Insurance giant Woolworths has collected data revealing customers who drink milk and eat red meat are a lower car insurance risk than those who eat pasta and rice, drink spirits and buy petrol at night. Their machine learning algorithms are building models which can predict risk based on patterns and correlations starting to appear.

Zest Finance, the US parent company of online lending company Basix, suggest that all data is credit data. They have discovered that people who fill in online name fields in CAPITAL LETTERS represent a much higher risk. Careless use of Caps Lock probably won’t mean you’re declined for a loan, but it might trigger a second layer check. As a financier, I find it fascinating that your digital writing style can provide clues to your risk profile.

Clearly, Machine Learning brings you the ability to make powerful consumer predictions. How could it radically improve or evolve the services you provide? And how do you ask for that data without provoking a customer backlash as Spotify did when it overstepped the mark?

In May, the Economist declared data to be the fuel of the future. “Data are to this century what oil was to the last one: a driver of growth and change.” They label data the currency of a new economy. “Facebook and Google initially used the data they collected from users to target advertising better.

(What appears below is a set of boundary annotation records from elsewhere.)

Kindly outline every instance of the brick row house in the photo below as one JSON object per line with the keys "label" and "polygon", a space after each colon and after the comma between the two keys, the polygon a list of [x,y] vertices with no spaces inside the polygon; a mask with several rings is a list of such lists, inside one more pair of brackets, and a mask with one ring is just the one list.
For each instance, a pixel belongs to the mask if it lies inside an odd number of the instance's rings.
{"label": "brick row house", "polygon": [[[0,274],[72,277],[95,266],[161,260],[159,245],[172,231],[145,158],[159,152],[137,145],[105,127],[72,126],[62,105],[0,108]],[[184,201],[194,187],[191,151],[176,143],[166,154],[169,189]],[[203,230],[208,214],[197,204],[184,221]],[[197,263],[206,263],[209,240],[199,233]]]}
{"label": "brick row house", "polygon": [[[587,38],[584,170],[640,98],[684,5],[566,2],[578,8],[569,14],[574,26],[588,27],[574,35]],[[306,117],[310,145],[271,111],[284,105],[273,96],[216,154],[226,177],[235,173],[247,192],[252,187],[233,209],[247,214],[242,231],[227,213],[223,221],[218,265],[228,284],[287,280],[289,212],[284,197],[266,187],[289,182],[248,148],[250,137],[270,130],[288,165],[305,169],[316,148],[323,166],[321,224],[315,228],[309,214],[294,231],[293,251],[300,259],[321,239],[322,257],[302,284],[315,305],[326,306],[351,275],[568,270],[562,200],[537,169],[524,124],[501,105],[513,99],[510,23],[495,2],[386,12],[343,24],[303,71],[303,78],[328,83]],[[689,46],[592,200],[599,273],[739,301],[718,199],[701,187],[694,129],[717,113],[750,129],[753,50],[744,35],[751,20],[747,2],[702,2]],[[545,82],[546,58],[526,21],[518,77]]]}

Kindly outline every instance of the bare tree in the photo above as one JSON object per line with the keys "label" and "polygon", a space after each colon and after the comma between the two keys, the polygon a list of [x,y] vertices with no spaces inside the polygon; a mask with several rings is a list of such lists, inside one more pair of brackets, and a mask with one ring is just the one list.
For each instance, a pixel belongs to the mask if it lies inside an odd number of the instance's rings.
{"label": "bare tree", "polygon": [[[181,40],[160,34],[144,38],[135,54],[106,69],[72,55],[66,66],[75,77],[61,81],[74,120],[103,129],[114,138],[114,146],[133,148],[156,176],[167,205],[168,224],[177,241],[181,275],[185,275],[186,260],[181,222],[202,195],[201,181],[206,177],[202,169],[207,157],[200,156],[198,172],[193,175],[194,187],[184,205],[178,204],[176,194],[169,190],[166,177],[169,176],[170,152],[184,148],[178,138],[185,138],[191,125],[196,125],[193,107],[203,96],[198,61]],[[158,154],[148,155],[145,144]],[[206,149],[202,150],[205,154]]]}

But in recent years have discovered that data can be turned into any number of AI or cognitive services, some of which will generate new sources of revenue. All of which can be sold to other firms to use in their products.”

How are you collecting data? Is it the right data? Are you nurturing it to provide the business insight you need?

Dealing with unstructured data

Data flows from our everyday actions like a constant digital vapour trail. Behaviour past and present, geo-location, social information about groups and friends, likes and so on… it’s never-ending. So how do you figure out where to start with Machine Learning? The answer it seems is to start small and work up as with every other human learning endeavour.

Dr Danny Lange, VP of AI and Machine Learning at Unity Technologies gave an example using a robotic snake and a block of wood. The snake is told to learn how to get over the piece of wood. If the piece of wood is too high to start with, the snake struggles to learn. If the wall is set low to begin with the snake learns quickly and then applies this learning as the wall increases in size. With Machine Learning the key is to gain a basic understanding of how people buy first, gradually increasing the layers of complexity over time.

Automated decisions

It’s also time to get comfortable with computers making decisions too. I only have to think about my recent brush with a travel insurance claims process to think this can only be a good thing. Rather than working from a start point that I am a deviant trying to pull a fast one, a computer can be programmed to look at my claims history and check event data linked to the flight I claim was delayed. The machine can then make a calculated decision in nanoseconds and issue a request to pay the claim. An altogether more life-affirming customer experience delivered by a machine.

Get to grips with the ethics early

How we use data to make predictions has obvious ethical challenges. To give you an example, a young Australian entrepreneur has developed an algorithm capable of detecting early onset Alzheimer’s by tracking writing style on social media (his mother developed the illness in early in life). The application can detect early changes long before the symptoms would be clear to medical professionals. This data in the hands of the NHS would be amazing and treatment could begin earlier. In other countries, it could be more problematic if, for example, health insurance companies were to use the information to push up someone’s premiums. Find out where the debate is happening in your sector and get involved early.

Make a plan

I know from experience that the tech topics capable of getting bankers talking are usually worth exploring. Whether that’s in Silicon Valley or our fintech community in the UK. Machine Learning is here and it’s already working hard for some of the world’s biggest and fastest growing start-ups. I predict you’ll think of a brilliant way to use it.